Sur l’ensemble de l’année 2024, Genève aéroport a accueilli 17 796 333 passagers, soit une progression de 7,97% comparé à 2023. Par rapport à 2019, année avant-covid, le nombre de passagers est inférieur de 0,73% et le nombre de mouvements d’avions en recul de 3,73%. Pour rappel, en 2019, Genève aéroport avait enregistré 17 926 625 passagers et 186 043 mouvements. « Confirmant nos prévisions, le niveau global de trafic passagers de 2019 sera dépassé en 2025 », explique l’établissement public cantonal.
« Le total des atterrissages et des décollages a atteint 179 106 mouvements soit 3,62% de plus qu’en 2023. L’an dernier, la hausse du nombre de passagers a été nettement supérieure à celle du nombre de mouvements », se réjouit l’aéroport de Genève. Explication: « une utilisation d’avions plus grands, un taux de remplissage en hausse et une politique financière incitant les compagnies aériennes à augmenter le taux d’occupation par avion. »

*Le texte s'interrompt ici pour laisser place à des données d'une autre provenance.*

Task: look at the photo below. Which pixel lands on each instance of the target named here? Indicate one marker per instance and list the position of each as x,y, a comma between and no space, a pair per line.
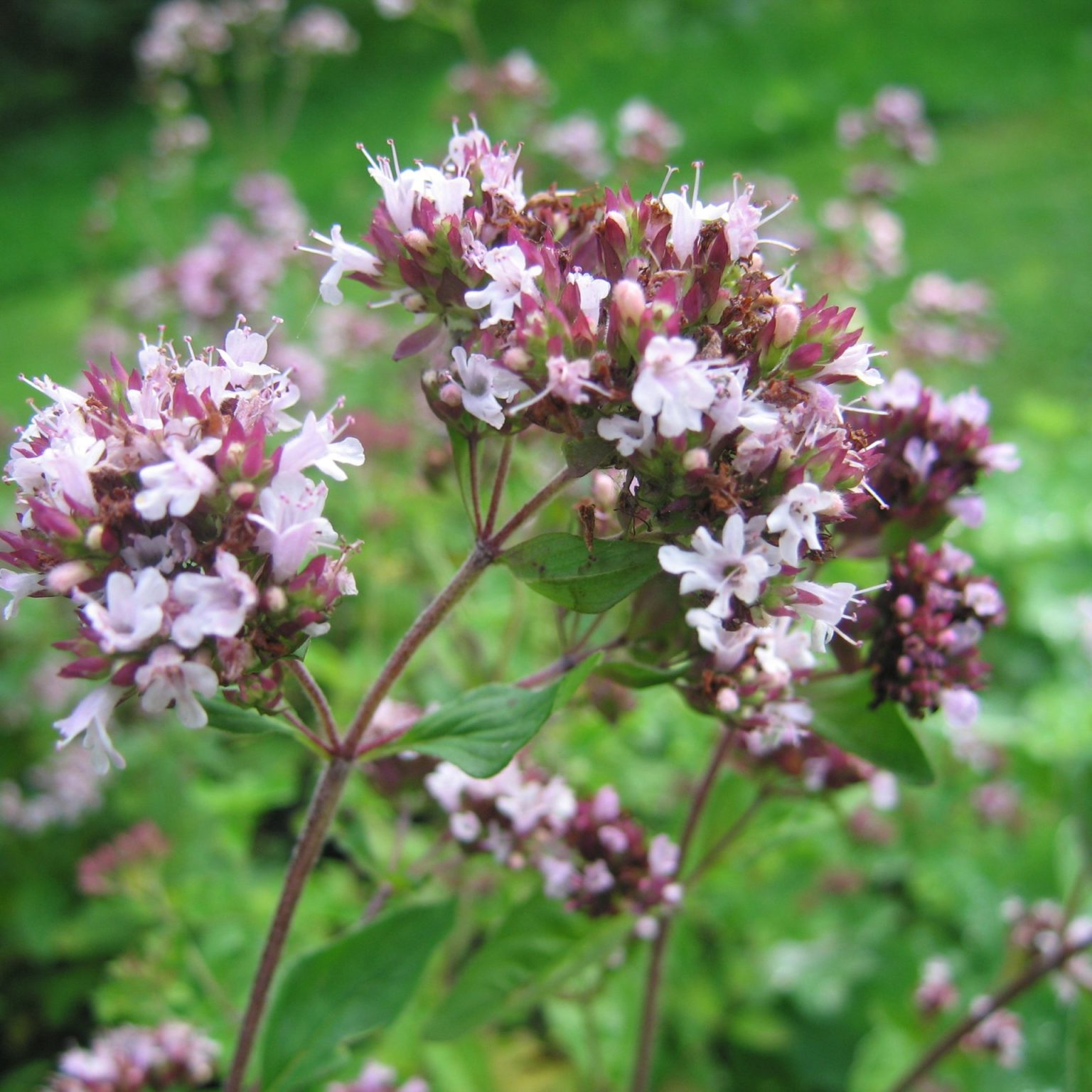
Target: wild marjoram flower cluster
655,338
191,550
652,336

L’aéroport encourage les compagnies « à privilégier des avions de dernière génération qui contribuent ainsi à limiter les émissions sonores. » Moins bruyants et moins gourmands en kérosène, ils « ont représenté en 2024 31,85% des mouvements d’avions de ligne et charters (32,53% en 2023). Cette part est en hausse de 208,1% depuis 2017 », poursuit l’établissement.
46 : c’est la part de marché d’EasyJet, compagnie qui demeure, et de loin, le premier opérateur sur la plateforme genevoise, devant Swiss (12,4% des vols), British airways (4,5%) et Air France (3,2%).
En 2024, l’aéroport a dénombré 9 879 mouvements entre 22 heures et 6 heures du matin, toutes catégories confondues y compris les vols sanitaires soit 5,52% du total (5,56% en 2023 et 5,68% en 2022).
Dans son communiqué, l’établissement rappelle qu’il est « soucieux de réduire les vols nocturnes et en particulier les décollages en retard après 22 heures » et qu’il a mis en place « un système de redevances dissuasives » depuis le 1er janvier 2025 (de 5 000 à 40 000 francs selon le type de vol). Suite aux tests menés en 2024 et à l’instauration de cette nouvelle politique de redevances « de nombreuses compagnies ont ajusté leurs horaires de vols entre 20 heures et 22 heures, modifié leurs rotations et plans de vols, pour réduire les décollages en retard. »
146 : c’est le nombre de destinations proposées par Genève aéroport en 2024 (148 destinations en 202″).
Le fret augmente aussi
En 2024 Genève aéroport a par ailleurs enregistré « une forte reprise du fret », malgré une conjoncture économique marquée par diverses tensions internationales. 90’705 tonnes ont été traitées, contre 63’951 t en 2023 (+41,8%). C’est le deuxième plus haut résultat jamais enregistré par la plateforme helvétique. En additionnant également le fret postal, 92’625 tonnes ont été traitées à Genève.